For a man whose first job in sports was to make athletes look
empathetic, little did Ebersol know that, nearly 40 years later, the sports and
entertainment world would be picking him up in his time of need. “My wife and
I received just over 4,000 letters, I don't know how many thousands of cards,
16,000 e-mails,” he says of the accident's aftermath. “The embrace of the
industry was unbelievable.”

No doubt that outpouring was because of the lives Ebersol has touched
over the years. He started at ABC Sports, picking up work while he was a high
school student in France. Near the end of his sophomore year at Yale, a letter
came out of the blue asking him to interview for a job as an Olympics
researcher. Landing the job, Ebersol roamed the U.S. and Western Europe,
putting together mini-bios on Olympic athletes that showed the human side of
these heroes.

He worked through both the summer and winter Games in 1968, including
the now-legendary Mexico City Olympics, famous for the raised fists of black
American sprinters Tommie Smith and John Carlos. After graduating from Yale,
Ebersol became an assistant to a man who would have an unrivaled influence on
his career: the late Roone Arledge.

“Roone was far and away the most original thinker I ever met in
network television; he could go into a control room and out-produce anybody,”
Ebersol says with unabashed awe. “The number of young people he educated is
legion today among the leaders of television.”

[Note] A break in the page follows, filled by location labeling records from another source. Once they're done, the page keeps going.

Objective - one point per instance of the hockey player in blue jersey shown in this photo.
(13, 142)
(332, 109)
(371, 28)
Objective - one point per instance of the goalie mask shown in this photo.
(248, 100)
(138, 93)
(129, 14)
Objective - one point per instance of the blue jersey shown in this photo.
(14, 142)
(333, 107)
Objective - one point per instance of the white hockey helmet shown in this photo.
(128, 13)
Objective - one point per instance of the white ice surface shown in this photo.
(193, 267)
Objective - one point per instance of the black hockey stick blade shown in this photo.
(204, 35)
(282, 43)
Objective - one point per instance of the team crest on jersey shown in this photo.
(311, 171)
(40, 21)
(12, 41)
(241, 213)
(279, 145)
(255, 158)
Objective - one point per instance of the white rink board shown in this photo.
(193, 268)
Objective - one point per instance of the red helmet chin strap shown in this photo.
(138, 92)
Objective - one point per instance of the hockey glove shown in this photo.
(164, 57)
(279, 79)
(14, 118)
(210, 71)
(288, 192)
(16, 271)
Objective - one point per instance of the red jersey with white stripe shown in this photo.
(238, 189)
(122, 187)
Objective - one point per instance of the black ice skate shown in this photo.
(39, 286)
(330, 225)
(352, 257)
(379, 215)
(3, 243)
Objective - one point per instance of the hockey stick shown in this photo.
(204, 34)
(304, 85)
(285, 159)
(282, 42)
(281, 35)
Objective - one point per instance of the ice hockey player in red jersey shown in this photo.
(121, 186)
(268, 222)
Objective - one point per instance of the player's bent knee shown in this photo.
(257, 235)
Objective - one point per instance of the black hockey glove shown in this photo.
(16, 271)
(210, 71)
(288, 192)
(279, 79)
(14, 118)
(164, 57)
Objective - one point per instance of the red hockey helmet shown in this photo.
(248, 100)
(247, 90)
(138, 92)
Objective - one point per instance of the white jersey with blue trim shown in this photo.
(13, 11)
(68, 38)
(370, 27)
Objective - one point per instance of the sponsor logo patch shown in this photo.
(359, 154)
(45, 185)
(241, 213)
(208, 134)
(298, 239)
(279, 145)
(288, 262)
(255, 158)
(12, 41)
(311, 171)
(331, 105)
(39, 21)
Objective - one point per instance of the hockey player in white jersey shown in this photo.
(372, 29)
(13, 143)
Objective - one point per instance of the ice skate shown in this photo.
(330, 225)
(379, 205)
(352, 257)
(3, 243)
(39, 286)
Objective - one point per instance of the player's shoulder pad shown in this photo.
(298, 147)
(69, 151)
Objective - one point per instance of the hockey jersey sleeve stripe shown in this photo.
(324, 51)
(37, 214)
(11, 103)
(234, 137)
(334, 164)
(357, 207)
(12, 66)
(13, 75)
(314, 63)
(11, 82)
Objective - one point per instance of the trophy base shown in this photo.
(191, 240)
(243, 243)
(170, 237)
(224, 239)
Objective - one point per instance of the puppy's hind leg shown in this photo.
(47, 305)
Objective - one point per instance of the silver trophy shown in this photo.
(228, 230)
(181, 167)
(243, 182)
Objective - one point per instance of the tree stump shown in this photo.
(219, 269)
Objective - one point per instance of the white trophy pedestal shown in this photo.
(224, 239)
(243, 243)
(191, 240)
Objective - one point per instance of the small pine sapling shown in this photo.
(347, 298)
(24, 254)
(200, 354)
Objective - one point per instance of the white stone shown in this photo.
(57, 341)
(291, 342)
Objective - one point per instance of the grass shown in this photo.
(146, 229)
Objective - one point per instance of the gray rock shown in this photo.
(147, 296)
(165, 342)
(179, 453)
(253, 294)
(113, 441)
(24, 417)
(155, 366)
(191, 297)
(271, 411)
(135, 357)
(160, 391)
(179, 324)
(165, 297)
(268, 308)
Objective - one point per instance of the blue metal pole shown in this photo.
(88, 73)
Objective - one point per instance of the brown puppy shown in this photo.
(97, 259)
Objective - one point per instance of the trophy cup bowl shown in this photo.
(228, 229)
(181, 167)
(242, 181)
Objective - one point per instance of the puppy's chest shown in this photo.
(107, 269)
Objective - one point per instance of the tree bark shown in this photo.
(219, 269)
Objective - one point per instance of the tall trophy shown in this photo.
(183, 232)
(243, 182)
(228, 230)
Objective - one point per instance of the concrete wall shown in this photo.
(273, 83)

Ebersol worked at ABC until 1974, when then-NBC CEO Herb Schlosser
offered him an opportunity he couldn't pass up. Johnny Carson wanted the
weekend repeats of The Tonight Show taken
off the air, and NBC needed a replacement show. Ebersol got the new title of
director of weekend late night programming and introduced Schlosser to a young
Canadian by the name of Lorne Michaels, who had some thoughts about a
sketch-comedy show. In October of the following year, Saturday Night Live was born. Just 28, Ebersol was
NBC's first VP under the age of 30. He's 58 now.

Ebersol would stay with SNL until
1976, when he left for Los Angeles to become head of comedy, variety and
specials for the network. He was pushed out by then-NBC President Fred
Silverman in 1979, over what Ebersol calls “a difference of opinion.” But
by 1981, Ebersol was persuaded to return to SNL by the late Brandon Tartikoff, who was once
Ebersol's assistant. His return brought about another life-altering
encounter.

“The second host that I had was an actress I didn't know named Susan
St. James,” he says. “I went to her hotel to meet with her, and within five
minutes, we were crazy about each other. We were dating by the end of the week
and married six weeks after.”

His secret in landing the actress? “She says that I wore some pretty
sexy leather pants to that first meeting, but I don't remember,” he says
with a laugh.

At the time, Ebersol also formed a production company that would develop
Friday Night Videos, Saturday Night's Main Event and
Later With Bob Costas. He left
SNL again in 1985 and devoted his time to the company,
called No Sleep Productions, before returning to NBC in 1989 as both president
of NBC Sports and senior VP of NBC News.

While Ebersol has been involved in the TV production of virtually every
major sporting event in the country, 1995 sticks out as a high point in his
career. Ebersol, over a series of four months, embraced his Olympics background
by securing two deals for NBC to broadcast the Olympics from 2000 all the way
through 2008, a groundbreaking achievement. “Those represent to me the great
innovative deals of my career,” says Ebersol, who credits NBC Universal
Television Networks Group President Randy Falco as well.

For a man who has been involved in everything from the creation of an
iconoclastic show to the building of a television sports empire, it's the
Olympics that still excite him the most. “If there's anything that is the
center of my career both creatively and emotionally, it's the Olympics,” he
says. “It's the only thing left I literally produce myself, and if I
didn't, I think I probably would have moved on by now.”

NBC now has extended its Olympics arrangement until 2012, when
Ebersol's contract ends and when he says he'll step out of the production
truck for the last time. He and his wife will split time between Martha's
Vineyard and Colorado. And after last year's tragedy, he will do so with a
new perspective.

“I will never be cynical again about people,” Ebersol says. “You
learn at a time like that just how loving and caring people can be.”